Sidney church highlights season with exhibit

For the last seven years the Sidney Church of Jesus Christ of Latter Day Saints has been celebrating Christmas with nativity displays

For the fourth year in row

For the last seven years the Sidney Church of Jesus Christ of Latter Day Saints has been celebrating the Christmas season with a large exhibit of nativity displays and this year will be no exception.

This year’s nativity exhibit is set to open Dec. 1 and organizers hope to see even more people out this year than last.

“We had 800 people through the exhibit last year and we’re hoping for even more this year,” said Nancy Watson, one of the exhibit’s organizers.

“We’re finding more and more people are including attending the exhibit in their annual Christmas traditions so that’s great,” she added.

The one-of-a-kind exhibit features over 500 nativities (or crèches) from all over the world including Ethiopia, China, Japan and Israel. The scenes are created from all sorts of materials including wood, cloth, ceramic, glass and more.

“The nativities are all from personal collections and from members of our congregation,” explained Watson. “It’s a really neat collection to see displayed.”

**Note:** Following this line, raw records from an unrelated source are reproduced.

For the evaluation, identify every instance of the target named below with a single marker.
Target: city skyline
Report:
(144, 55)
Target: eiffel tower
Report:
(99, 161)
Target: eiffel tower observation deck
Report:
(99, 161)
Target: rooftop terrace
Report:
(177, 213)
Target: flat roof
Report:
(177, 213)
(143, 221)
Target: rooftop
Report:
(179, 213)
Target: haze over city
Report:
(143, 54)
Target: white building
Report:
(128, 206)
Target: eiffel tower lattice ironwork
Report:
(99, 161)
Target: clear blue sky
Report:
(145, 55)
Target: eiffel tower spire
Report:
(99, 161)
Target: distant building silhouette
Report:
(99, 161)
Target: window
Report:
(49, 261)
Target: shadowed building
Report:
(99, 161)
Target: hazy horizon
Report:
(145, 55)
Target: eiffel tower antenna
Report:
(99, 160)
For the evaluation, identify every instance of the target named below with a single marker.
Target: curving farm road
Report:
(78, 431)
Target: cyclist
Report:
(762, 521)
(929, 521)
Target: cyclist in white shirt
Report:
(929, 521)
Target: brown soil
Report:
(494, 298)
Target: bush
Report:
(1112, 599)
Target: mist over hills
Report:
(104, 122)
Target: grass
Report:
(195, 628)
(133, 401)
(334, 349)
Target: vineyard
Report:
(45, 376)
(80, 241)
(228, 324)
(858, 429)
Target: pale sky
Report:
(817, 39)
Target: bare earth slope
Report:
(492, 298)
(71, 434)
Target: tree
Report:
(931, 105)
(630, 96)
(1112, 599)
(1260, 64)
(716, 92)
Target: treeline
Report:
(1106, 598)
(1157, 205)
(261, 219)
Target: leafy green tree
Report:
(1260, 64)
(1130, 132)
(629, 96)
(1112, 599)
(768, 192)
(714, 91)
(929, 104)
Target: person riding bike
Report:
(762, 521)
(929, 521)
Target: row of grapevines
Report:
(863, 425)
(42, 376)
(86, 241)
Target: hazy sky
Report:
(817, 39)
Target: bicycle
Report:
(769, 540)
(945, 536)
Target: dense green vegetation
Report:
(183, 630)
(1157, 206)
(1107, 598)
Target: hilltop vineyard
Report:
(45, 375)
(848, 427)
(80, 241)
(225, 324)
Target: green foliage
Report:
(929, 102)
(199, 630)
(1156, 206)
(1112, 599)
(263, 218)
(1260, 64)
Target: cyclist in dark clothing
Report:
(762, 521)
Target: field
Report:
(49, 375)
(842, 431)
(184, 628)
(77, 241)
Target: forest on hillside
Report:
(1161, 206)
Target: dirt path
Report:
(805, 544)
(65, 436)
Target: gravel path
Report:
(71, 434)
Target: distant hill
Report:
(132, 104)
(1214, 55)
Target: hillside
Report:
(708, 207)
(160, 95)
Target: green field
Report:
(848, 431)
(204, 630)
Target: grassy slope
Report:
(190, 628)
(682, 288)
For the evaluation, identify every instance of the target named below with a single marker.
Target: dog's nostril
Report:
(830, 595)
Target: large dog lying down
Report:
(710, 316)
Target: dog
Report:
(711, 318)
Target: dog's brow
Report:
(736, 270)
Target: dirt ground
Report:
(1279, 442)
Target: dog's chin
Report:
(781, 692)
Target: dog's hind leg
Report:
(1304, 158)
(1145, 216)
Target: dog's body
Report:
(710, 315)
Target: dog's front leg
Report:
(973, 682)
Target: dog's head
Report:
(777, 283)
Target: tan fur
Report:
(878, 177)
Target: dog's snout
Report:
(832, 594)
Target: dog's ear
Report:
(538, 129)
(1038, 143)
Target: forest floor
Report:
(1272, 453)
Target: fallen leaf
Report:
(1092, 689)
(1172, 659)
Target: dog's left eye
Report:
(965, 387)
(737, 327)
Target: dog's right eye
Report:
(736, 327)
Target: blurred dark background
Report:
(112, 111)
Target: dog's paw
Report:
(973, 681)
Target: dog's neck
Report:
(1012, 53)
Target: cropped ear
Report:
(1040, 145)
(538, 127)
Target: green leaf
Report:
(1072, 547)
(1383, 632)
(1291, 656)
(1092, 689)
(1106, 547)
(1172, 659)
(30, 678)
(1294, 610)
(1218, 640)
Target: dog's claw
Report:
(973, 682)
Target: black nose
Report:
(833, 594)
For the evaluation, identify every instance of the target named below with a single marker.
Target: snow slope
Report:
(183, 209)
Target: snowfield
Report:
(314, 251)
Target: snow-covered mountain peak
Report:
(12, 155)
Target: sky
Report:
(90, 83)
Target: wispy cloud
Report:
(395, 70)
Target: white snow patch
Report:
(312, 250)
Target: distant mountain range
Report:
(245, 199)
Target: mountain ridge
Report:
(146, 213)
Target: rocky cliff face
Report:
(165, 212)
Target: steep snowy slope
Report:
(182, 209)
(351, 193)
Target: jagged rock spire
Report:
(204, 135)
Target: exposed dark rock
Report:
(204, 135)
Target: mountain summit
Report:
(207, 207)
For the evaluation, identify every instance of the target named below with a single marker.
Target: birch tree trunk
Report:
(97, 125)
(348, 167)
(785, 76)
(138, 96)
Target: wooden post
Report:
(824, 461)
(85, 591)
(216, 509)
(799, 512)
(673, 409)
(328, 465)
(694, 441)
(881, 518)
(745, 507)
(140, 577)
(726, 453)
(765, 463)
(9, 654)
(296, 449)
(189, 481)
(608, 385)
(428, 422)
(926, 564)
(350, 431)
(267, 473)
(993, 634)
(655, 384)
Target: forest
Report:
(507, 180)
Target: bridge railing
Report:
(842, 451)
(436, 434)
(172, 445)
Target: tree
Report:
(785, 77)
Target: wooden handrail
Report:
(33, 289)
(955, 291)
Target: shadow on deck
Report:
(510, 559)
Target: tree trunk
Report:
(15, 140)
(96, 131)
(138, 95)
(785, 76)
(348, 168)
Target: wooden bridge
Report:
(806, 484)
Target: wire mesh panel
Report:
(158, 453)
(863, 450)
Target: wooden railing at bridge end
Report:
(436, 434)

The exhibit is set up over the month of November solely by volunteers and also includes a wall-size mural depicting the nativity of Jesus Christ painted by artist Dianne Gavilan.

The on-loan nativities are all given back to their respective owners before Christmas.

During the exhibit, the church will be providing children’s craft activities to keep little hands busy.

This year the church will also be entering a float into the Sidney Sparkles Santa Parade which takes place Nov. 30 to help let the community know about the exhibit.

“The float, of course, will have a nativity display depicted on it,” said Watson.

“We hope people see it and come and check out the exhibit, it really is unique and special,” she said.

The exhibit opens at the church (2210 Eastleigh Way in Sidney) on Sunday, Dec. 1 and runs from 2 p.m. to 9 p.m. until Dec. 8.